You are right, about strings, if you match tokens with regular expressions (or similar). But then they are still nothing special.

Of course if you want to keep it simple, and avoid any kind of state or context, then it may be hard to deal with fpc nested comments. You do need to maintain the nestlevel.

But back to the point, which IIRC was
Quote from: Edson
Constants, Variables, Directives, Functions could be consider like a sub-category of Identifiers, in most of the cases, but in some syntaxs they could have some lexical special definitions, like the variables in PHP.
Quote from: Edson
Quote from: martin
This attempt to structure tokens, on a  global (across all Highlighter) level, is adding to my dislike of the initial idea.
It's necessary to have some kind of generalization for working with Scriptable and Multi-Sintax HL.
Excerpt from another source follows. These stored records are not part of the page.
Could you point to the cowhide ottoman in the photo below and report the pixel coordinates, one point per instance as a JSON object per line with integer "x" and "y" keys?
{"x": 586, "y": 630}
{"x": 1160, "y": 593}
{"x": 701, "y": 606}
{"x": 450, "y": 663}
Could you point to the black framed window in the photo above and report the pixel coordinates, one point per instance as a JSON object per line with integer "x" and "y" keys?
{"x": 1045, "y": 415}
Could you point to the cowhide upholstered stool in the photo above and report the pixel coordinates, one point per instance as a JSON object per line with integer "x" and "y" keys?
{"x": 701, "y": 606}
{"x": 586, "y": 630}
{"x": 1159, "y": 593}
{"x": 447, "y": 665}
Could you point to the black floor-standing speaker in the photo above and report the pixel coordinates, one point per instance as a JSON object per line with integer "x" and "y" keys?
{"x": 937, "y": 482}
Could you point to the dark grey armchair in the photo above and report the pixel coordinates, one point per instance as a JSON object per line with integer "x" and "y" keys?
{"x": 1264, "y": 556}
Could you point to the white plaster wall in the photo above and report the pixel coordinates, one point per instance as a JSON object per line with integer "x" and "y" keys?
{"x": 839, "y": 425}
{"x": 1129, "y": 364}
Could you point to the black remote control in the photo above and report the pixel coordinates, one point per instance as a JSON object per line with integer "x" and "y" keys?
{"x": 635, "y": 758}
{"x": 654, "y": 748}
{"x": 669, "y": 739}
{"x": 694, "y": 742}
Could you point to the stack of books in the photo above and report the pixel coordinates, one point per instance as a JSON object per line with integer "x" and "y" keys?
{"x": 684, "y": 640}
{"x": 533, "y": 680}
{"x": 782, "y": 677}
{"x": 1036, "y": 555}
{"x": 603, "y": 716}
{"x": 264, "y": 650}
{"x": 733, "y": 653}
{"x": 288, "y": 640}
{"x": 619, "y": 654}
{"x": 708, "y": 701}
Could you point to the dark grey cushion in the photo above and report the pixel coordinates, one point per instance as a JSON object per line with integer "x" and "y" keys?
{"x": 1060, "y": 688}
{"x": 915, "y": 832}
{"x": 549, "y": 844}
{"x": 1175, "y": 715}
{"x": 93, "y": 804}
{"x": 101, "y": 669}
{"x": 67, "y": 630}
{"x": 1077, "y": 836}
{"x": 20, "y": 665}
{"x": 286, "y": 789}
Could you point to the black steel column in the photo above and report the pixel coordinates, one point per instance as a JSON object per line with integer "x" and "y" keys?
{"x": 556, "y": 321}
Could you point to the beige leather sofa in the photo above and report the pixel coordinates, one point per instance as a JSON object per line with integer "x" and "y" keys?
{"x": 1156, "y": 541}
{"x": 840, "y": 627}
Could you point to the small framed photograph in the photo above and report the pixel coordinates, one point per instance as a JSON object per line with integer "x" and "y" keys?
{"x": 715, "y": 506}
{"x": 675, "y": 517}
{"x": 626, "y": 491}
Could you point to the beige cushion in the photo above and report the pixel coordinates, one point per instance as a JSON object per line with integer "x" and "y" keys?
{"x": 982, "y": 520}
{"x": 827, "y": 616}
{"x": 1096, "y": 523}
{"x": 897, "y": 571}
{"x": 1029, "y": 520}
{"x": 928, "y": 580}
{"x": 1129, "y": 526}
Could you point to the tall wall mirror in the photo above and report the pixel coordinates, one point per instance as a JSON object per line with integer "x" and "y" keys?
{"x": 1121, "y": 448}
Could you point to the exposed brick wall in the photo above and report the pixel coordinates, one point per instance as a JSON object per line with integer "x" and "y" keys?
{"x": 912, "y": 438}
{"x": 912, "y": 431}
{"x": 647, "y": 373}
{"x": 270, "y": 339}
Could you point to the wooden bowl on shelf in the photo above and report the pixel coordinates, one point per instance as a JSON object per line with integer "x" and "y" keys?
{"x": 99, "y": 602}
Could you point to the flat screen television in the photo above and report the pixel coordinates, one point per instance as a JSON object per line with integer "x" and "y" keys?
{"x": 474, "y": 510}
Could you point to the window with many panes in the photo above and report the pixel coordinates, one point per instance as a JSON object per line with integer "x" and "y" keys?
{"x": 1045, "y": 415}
Of course, not all the Syntax can be included, but they can be managed with a special HL.
I do not see at all, why making one token "subclass" to another is needed. You may do so for your own HL (though I do not even see, why that would be needed [1]), but in generic (cross HL) there seems no point in it.

The closest to that is the color config of IDE directives in pascal, which inherits the colors of fpc directives. But the tokens are still independent.

[1] Maybe if you want to offer dependent configs? But then there would (or could) be new base-classes of attributes. E.g. pascal could have 3 directive attributes instead of 2: directive-base, D-fpc, D-ide. The base would never be used alone. But with that you get back to the question, which one is the default?

Quote from: Edson
I think it's obvious that a Scriptable Highlighter must have a finite quantity of elements and rules in order to cover many syntax. But trying to cover all the existent syntax would be impossible, and it will require a lot of code and process.

finite, yes, but due to the limitations of any PC, and human beings.

But hard-coded maximum (other than high(Integer)) ? No.

A user can define as many attributes as he wants. So long as the can be identified by the matching engine.
- Environmen-var %foo
- global var ::Foo
- local var $foo
- object var :$foo
....
There is no limit, Neither should there be.

Edson

  • Hero Member
  • *****
  • Posts: 1296
Re: New ID attributes on SynEditHighLighter unit.
« Reply #35 on: November 27, 2013, 06:48:30 pm »
A string is just a simple token, because usually it's a delimited token using the same single-char character like delimiter. But it's not necessarily true.

  <Token Start="#" Content = '0..9' Attribute='STRING'> </Token>

This is an unusual definiton for a token string used in Pascal.

Quote
I do not see at all, why making one token "subclass" to another is needed. You may do so for your own HL (though I do not even see, why that would be needed [1]), but in generic (cross HL) there seems no point in it.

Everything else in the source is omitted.